Wednesday, May 11, 2016



Well, here it is May 9, 2016 and I am still writing #A-to-Z Challenge stuff. For a variety of reasons. First off, in my haste to get all my garbage packed and run off to WPB, I managed to drop my T-40 laptop and break the hard-drive. I can fix that, but I couldn't blog, because my better 2/3 has some weird Apple setup that doesn't allow for any computing. It's merely for entertaining and we watched about a zillion horrible movies (MST3K, anyone) and some other horrible shit and made fun of all of it. We also saw several very good movies, including the two movies about jazz legends Chet Barker and Miles Davis. We swam every day, and he cooked every meal, just about. It was heaven. He's in Germany now, playing jazz with the famous Choral Composer John Rutter and having a great time, drinking some weird beer that tastes good, but smells like baby oil. Pass. I'll see him soon, before the symphony season starts up; then he gets to haul around that giant bull fiddle. Ha ha.

I had hoped to come home and catch up, but, alas, I had no internet. Verizon sold its Florida accounts to Frontier with no warning and Frontier completely boogered everything up. On day 15 of no internet, I got pissed, canceled and went over to Bright House, who gave me a killer deal, with speeds of 100/100, which is awesome. I'll get into the whole night mare later, but in an agreement with Alex Cavanaugh, I am going to continue with the #A-to-Z Challenge, because it was such fun. I expect NOT to be given credit for a finish, but I've had so damn much fun with this, I wanted to do it!

Anyway, today's letter is “L” for Litter and being in a hurry, I have invited a “guest post” by myself from an old blog I used to keep called S.I.F.O.T.S, or Shit I Found On The Sidewalks. Once I had all of this tremendous stuff I and several others from the homeless shelter had collected, the question was, what to do with it? My answer? Make shit up. So, I did. No one else was interested in the crappy Interstate shot glass, or the tiny Tonka cranes and trucks, or plastic horses, so I made up stories. Before we get to that, I do have to show you the lovely Mary Kay placard that Alex and I found on the sidewalk, not very long ago. I'm not at all sure what it means, but it's probably not good.

This kind of crap is found on and around Nebraska Avenue all the time. It could be a Santeria spell, or someone got bored. Whatever, it'll haunt you in your dreams!



It's a damned shame about "Bertie's Used Cars" on Floribraska Avenue. This was all that was left behind, these battered logos and a purple knee. Even the building was stolen. 

Thus, begins our saga, "SIFOTS Urban Renewal Project"

Theodore and Junior were heading up the project.
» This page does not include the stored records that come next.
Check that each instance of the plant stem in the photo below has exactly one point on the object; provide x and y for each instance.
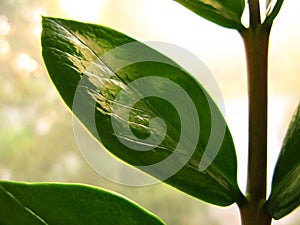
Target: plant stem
(256, 40)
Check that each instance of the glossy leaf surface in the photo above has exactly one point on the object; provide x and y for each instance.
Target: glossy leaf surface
(285, 194)
(53, 203)
(75, 51)
(226, 13)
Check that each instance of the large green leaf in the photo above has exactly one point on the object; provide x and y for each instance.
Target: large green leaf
(226, 13)
(285, 194)
(53, 203)
(83, 61)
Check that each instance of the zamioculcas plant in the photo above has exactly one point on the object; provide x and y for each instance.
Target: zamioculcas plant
(123, 92)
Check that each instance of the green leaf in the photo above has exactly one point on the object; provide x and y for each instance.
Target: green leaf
(285, 194)
(90, 63)
(272, 10)
(226, 13)
(54, 203)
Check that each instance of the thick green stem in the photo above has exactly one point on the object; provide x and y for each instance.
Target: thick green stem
(256, 40)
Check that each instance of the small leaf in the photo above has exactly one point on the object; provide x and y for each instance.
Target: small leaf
(272, 9)
(135, 118)
(285, 194)
(226, 13)
(54, 203)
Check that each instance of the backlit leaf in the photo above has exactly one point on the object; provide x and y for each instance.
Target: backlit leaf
(75, 52)
(65, 204)
(285, 194)
(226, 13)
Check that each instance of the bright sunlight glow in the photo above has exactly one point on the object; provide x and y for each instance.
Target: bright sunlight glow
(88, 10)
Guess you can tell who Junior is...

The construction project to widen and improve the sidewalk began on schedule. It continued apace; SIFOTS urban renewal was becoming a reality, although the equipment was miniaturized briefly, because the picture editor is an idiot.

Theodore moved several ounces of SIFOTS, while Junior took a break. The SIFOTS urban renewal project was still moving along with breath-taking rapidity.


                                                                                                                                 Here's Junior, slacking. It's his 15th break in the last 2 hours.

The SIFOTS urban renewal project came to an abrupt end, when Theodore crushed Junior with his backhoe, in a fit of nonchalance for no apparent reason; not uncommon here. Theodore is in jail awaiting arraignment for Feckless Homicide. The wake for Junior will be held at Happy Acres. Bring your own weapons.


At the end of our last episode, as you will recall, Theodore killed Junior in a fit of indifference.

"The SIFOTS urban renewal project came to an abrupt end, when Theodore crushed Junior with his backhoe. Theodore is in jail awaiting arraignment for Feckless Homicide. The wake for Junior will be held at Happy Acres. Bring your own weapons."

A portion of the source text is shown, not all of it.